Gregory Gibboney, (b. 1957, Santa Monica, CA) is a self-taught artist who has lived and worked in the North Lake Tahoe/Truckee area of northern California since 1983.
After painting and drawing for most of his life, Gregory began showing his work publicly in 1999 and now has a respectable list of private and corporate collectors throughout the United States.
Gregory’s paintings were exhibited by the SFMOMA Artists Gallery for over ten years. He has been featured at galleries in Northern California and Northern Nevada and was included in a group exhibit at the Nevada Museum of Art. He was also one of the first mixed-media artists to be accepted to the Sausalito Art Festival.
Since 2006 he has been selling his work online on his own site as well as SaatchiArt.com and ArtFinder.com.
Even before coming to the High Sierra, where the outdoor environment and it’s seasonal changes are so dramatic, I was drawn to the landscape as a subject for my drawings and paintings. Although the work shown here is from a few different series, involving different techniques and mediums, they are all connected by my intuitive style of working with materials and color.
Some of the landscape work, such as the Seasons Series, is influenced by my professional experience in design and architecture. Combining the constraints of a grid with the completely unrestrained wilderness creates a contrast of forms and composition that I find endlessly challenging and visually pleasing.
In another series, titled Displacement, prints and drawings were combined to create mixed media work featuring dead or dying trees “displaced” into a living landscape. Another juxtaposition, but this time in medium as well as subject matter.
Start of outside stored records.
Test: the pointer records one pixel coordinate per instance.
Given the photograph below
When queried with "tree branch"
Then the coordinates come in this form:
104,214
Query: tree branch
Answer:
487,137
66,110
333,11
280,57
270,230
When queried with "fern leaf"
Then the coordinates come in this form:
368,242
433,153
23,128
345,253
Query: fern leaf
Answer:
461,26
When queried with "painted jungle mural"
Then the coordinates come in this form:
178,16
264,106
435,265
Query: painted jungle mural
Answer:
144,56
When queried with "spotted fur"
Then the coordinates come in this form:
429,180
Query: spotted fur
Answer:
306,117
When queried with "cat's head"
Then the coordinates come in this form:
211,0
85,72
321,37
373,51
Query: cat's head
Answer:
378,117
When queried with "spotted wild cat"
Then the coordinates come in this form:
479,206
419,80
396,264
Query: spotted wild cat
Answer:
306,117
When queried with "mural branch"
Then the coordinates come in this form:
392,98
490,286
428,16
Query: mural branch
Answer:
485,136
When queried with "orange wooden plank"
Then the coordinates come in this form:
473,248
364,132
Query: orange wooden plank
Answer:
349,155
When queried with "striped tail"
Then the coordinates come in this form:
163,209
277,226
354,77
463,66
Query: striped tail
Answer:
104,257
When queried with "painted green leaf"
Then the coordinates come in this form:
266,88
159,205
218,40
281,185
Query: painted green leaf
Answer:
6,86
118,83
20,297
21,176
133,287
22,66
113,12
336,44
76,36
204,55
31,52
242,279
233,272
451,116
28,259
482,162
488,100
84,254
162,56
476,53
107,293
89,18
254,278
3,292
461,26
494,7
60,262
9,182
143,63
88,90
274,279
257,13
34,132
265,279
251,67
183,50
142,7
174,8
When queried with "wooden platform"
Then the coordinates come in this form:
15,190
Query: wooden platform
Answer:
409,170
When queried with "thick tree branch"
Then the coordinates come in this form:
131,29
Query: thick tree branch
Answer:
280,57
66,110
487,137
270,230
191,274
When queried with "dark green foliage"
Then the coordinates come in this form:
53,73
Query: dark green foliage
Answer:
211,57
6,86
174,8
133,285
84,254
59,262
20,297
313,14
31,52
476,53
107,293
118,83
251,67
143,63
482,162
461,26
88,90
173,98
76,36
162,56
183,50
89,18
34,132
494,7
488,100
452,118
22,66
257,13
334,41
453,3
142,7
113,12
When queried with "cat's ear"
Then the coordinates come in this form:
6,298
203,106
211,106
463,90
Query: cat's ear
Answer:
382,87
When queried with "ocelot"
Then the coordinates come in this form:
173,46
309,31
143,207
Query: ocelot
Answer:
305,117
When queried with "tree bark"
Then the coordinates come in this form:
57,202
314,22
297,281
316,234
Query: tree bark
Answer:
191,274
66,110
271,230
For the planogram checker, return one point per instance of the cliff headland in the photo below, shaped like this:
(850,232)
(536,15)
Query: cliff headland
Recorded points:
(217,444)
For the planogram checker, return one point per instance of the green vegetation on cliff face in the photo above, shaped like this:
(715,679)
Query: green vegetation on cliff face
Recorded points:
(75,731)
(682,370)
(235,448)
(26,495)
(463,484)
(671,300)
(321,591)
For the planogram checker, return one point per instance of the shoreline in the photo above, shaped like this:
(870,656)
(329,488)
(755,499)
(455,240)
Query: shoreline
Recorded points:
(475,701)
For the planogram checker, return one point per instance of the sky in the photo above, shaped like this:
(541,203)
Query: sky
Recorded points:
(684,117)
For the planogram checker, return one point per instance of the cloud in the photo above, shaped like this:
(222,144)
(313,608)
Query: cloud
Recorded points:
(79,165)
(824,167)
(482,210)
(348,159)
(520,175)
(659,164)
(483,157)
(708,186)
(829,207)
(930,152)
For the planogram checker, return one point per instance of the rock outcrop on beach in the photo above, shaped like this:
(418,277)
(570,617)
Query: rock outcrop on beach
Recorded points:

For me, painting is much more about the journey than the destination and I have always made a point of truthfully exposing the process in my work. What may be perceived as unfinished is actually telling a story and creating a dialogue between the viewer and myself about how the piece was created.
ROSES FOR THERESE SERIES
Following a major surgery, my wife Therese decided to dry the flowers she was given while in the hospital, and they were hanging in our house. As caregiver, I was unable to get outdoors to draw or paint so the flowers grabbed my interest and eventually became my subject. Up to that point, I had not done much representational work, but the process turned out to be a beneficial escape. Tedious detail, which I normally avoided, was actually enjoyable and therapeutic. With each new piece, my natural brush work returned to compliment the realism. The results were both pleasing and cathartic.
Roses for Therese became the largest and most personal group of paintings I have produced to date. Emotions from a difficult time in our lives are unsympathetically exposed in this work, and I will always appreciate the healing they provided.